NACHRUF

Rolf Hochhuth ist gestorben

Der Berliner Dramatiker, einer der umstrittensten deutschen Nachkriegsautoren, ist gestern 89-jährig verstorben.

Rolf Hochhuth – Foto: A. Savin / CC BY-SA 3.0

Sein bestes, wichtigstes und kontroversestes Drama war zugleich sein erstes. Als Rolf Hochhuths Stück „Der Stellvertreter“ an der Freien Volksbühne Berlin (heute Haus der Berliner Festspiele) 1963 in der Regie von Erwin Piscator uraufgeführt wurde, löste es den bis dahin größten Theaterskandal in der Geschichte der BRD aus. Der junge Hochhuth behandelte darin die allzu passive Haltung des Papstes Pius XII und der katholischen Kirche gegenüber dem Massenmord an den Juden während der NS-Zeit. Es wurde ein veritabler Welterfolg, der den gelernten Buchhändler zu einem wohlhabenden Autor machte.
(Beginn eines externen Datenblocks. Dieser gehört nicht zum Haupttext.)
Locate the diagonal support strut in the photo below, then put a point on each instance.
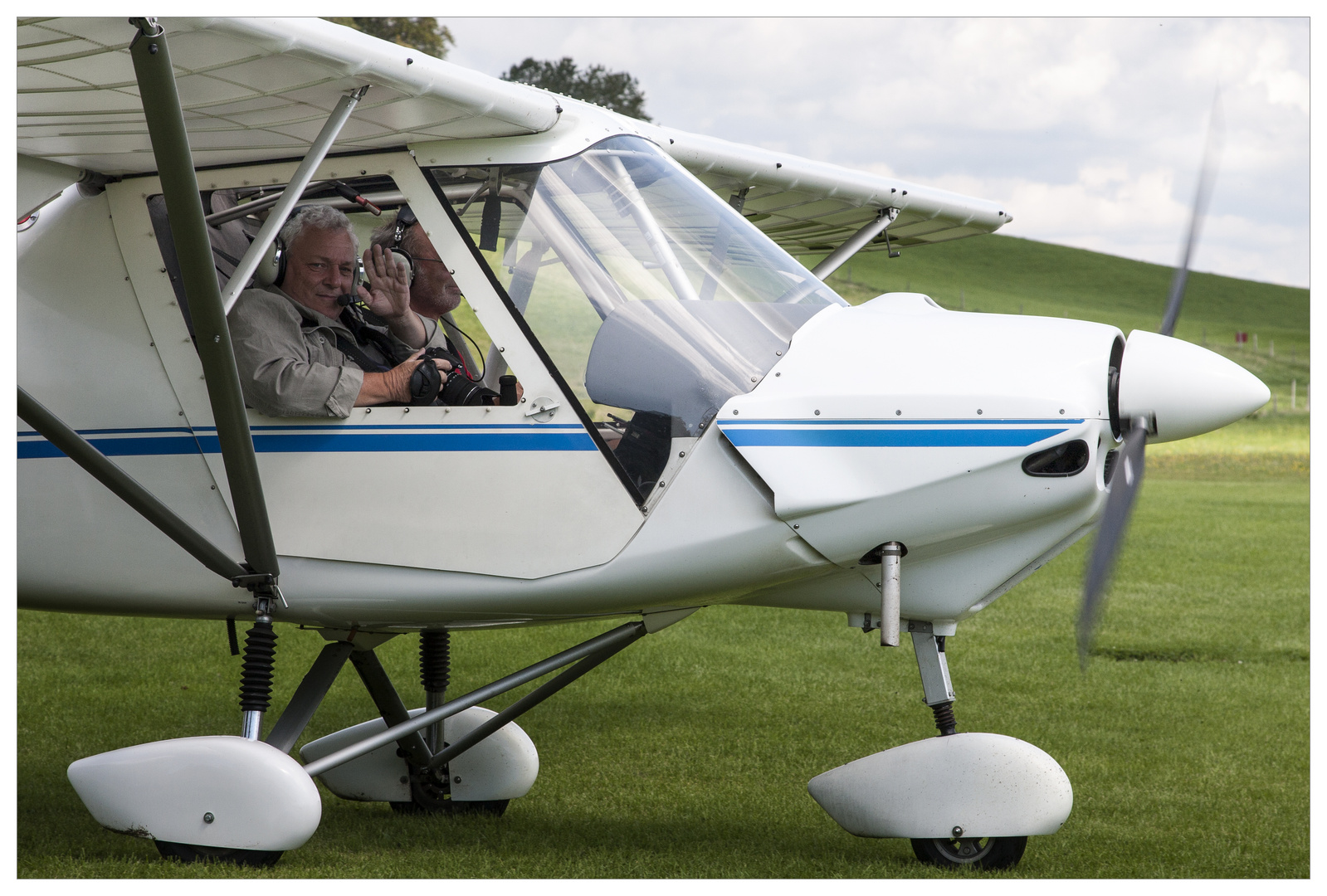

15 Jahre später bewirkte er mit seinen Recherchen zum Stück „Juristen“ über die Rolle früherer Nazi-Richter in der BRD den Rücktritt des damaligen baden-württembergischen Ministerpräsidenten und früheren Marinerichters Hans Filbinger. Theater als Tribunal.

Streitbar war Hochhuth immer, legendär seine Scharmützel in den 90er- und Nullerjahren mit dem damaligen BE-Intendanten Claus Peymann, dem er (über seine Ilse-Holzapfel-Stiftung war Hochhuth Besitzer des Theatergebäudes) immer wieder die alljährliche Aufführung eines seiner Stücke aufzwang.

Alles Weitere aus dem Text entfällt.